The example problems documented on this page should work "out of the box" without any fuss, particularly if you attempt them on an IBM Power3 or Power4 architecture (but note the red sentence immediately above). Grizzled code warriors can ignore this section, but users who are relatively new to computational work (welcome to Hell, incidently) may benefit from the following strategy:

  1. Select the "blast" test problem (-DPROBLEM=blast in ZMP_CPP line in the Makefile).

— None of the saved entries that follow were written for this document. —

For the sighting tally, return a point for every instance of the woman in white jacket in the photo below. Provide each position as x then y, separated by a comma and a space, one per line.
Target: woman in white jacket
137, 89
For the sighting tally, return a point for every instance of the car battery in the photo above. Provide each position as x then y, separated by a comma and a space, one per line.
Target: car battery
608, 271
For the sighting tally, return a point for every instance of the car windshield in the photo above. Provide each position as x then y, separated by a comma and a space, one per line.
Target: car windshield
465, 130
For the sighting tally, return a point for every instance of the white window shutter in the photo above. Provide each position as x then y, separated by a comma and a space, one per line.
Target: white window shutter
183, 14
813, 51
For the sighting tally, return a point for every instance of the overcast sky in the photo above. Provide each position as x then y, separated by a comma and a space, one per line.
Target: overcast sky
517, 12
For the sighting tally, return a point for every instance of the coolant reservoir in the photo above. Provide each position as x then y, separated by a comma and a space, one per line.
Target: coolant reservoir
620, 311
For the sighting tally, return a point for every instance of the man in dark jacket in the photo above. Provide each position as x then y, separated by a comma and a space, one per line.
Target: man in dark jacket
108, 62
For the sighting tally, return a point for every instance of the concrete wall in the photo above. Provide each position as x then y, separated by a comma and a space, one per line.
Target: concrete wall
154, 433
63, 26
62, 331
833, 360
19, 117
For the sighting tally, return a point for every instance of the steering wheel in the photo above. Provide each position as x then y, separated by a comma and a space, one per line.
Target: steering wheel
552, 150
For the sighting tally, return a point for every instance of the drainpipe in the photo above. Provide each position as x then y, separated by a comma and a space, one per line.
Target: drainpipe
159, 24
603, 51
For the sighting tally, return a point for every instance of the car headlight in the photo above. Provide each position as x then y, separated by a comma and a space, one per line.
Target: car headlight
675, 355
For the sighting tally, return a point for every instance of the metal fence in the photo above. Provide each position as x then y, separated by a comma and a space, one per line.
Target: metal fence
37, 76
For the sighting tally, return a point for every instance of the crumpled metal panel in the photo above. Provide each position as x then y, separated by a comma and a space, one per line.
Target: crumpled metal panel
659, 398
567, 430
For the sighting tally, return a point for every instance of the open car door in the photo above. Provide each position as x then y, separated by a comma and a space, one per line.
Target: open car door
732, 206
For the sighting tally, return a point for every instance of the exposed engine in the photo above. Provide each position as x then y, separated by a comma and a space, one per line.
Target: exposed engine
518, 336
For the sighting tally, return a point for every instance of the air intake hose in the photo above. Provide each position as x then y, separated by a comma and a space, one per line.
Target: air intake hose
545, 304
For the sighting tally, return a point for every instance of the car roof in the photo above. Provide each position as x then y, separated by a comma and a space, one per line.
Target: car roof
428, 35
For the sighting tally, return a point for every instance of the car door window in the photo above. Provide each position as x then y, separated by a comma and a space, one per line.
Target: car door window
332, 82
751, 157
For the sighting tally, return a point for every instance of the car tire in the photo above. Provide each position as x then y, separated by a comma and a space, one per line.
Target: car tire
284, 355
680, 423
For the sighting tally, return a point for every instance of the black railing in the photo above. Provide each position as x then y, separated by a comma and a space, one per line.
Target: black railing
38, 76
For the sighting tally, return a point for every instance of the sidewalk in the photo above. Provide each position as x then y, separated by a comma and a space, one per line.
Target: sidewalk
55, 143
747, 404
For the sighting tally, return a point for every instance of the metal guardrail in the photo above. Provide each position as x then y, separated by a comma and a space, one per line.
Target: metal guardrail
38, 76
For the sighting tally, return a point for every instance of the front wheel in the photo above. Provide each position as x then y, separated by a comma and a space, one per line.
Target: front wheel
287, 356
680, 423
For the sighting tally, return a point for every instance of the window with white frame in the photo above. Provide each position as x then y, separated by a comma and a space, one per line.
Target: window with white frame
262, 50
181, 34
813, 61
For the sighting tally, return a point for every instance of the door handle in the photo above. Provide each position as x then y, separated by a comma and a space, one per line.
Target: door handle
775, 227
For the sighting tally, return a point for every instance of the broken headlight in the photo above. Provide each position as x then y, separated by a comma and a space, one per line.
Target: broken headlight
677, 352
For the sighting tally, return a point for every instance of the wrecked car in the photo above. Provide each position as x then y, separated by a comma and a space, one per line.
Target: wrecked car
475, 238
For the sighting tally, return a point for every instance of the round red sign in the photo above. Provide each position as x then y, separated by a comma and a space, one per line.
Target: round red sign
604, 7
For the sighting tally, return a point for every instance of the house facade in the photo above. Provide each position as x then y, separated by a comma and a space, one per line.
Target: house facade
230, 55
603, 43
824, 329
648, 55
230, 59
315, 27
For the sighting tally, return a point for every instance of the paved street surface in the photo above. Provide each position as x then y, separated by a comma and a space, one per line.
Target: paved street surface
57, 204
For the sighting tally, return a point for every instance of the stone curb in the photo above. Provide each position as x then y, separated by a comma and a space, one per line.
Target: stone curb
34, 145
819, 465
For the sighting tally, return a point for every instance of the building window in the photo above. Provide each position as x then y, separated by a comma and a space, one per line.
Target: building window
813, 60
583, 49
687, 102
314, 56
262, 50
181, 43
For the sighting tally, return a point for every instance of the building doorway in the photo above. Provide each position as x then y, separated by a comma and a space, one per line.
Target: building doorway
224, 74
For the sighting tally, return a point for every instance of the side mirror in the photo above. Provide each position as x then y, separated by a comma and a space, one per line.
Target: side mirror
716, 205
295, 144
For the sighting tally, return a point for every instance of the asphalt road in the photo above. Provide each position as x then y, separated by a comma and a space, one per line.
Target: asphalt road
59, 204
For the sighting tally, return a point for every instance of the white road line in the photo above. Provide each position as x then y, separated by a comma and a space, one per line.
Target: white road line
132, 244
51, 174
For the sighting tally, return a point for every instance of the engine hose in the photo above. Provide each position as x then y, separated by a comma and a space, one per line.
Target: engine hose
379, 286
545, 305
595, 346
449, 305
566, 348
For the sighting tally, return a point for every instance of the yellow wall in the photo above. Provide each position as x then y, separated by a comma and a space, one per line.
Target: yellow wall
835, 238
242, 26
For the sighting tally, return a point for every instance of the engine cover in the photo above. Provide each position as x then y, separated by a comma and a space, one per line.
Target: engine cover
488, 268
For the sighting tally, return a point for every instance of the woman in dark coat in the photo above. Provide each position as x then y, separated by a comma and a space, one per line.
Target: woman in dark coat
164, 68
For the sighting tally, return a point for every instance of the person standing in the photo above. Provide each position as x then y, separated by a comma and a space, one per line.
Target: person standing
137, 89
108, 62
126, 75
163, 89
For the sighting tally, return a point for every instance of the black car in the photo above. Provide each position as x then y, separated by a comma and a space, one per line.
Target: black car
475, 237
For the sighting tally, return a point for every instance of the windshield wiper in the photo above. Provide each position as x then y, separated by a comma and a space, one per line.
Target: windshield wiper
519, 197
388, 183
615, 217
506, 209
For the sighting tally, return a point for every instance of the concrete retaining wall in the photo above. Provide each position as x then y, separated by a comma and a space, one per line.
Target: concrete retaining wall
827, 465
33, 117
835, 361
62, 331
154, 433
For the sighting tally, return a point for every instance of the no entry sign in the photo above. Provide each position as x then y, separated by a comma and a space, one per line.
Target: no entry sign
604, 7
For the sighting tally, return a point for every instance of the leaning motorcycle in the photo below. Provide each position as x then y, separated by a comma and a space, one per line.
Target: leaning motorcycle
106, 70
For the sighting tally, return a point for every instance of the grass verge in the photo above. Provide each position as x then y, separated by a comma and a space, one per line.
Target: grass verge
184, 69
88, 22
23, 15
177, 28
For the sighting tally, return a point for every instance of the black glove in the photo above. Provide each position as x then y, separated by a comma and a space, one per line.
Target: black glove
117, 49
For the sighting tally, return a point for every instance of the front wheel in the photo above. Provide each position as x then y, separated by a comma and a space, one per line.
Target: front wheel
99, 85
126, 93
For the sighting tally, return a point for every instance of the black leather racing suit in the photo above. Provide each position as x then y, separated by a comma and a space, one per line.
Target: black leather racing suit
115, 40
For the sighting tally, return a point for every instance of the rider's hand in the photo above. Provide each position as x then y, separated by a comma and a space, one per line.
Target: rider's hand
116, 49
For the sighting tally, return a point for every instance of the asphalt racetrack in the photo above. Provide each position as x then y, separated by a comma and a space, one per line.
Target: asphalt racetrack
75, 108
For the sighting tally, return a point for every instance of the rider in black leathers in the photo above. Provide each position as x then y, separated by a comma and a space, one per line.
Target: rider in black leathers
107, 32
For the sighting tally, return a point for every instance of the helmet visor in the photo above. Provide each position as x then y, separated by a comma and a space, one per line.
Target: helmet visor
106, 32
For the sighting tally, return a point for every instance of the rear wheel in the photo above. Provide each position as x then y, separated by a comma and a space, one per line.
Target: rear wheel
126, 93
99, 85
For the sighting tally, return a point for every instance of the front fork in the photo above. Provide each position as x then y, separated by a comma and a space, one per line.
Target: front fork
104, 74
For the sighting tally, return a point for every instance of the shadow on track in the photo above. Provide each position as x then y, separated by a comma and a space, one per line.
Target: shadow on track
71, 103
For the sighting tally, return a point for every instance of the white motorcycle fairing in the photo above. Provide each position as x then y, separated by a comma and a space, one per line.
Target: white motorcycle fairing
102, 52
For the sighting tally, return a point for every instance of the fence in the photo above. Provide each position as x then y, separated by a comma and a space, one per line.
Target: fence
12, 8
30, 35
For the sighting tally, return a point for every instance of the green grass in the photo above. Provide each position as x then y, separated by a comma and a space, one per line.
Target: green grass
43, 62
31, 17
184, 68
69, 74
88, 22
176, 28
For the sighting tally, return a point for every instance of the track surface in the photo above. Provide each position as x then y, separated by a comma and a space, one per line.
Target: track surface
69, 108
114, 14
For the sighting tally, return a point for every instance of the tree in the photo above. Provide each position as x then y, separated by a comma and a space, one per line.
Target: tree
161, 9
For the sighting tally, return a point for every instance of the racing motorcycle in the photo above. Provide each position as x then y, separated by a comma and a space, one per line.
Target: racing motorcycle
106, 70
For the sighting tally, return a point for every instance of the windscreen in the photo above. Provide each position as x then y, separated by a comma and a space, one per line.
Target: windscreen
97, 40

  2. Turn off ALL optimization in the compiler options in the ZMP_OPTS compiler environment variable.
  3. Again in ZMP_OPTS, turn on EVERY exception trap offered by the compiler on your computer (i.e. uninitialized variables, floating exceptions, array bounds checking...)
  4. Run this problem as "hydro-only" -- i.e. set XMHD=.FALSE. in zmp_inp. Your goal is to run the most trivial problem ever conceived by Man.
  5. Run the problem in 3D cartesian geometry on ONE processor, at 32**3 resolution. Even with debugging traps activated, it won't take that long.
  6. If you can run the problem on one processor, try running it on two processors, decomposing along the 1 (X) axis. Then run it on four, decomposing across X and Y. If you made it this far, decompose across all 3 axes. Weird MPI problems can often be ferreted out this way.
Experience has shown that you can sniff out a lot of mistakes with this strategy, including ones that you didn't make (like building asinine precision conventions into the fortran compiler).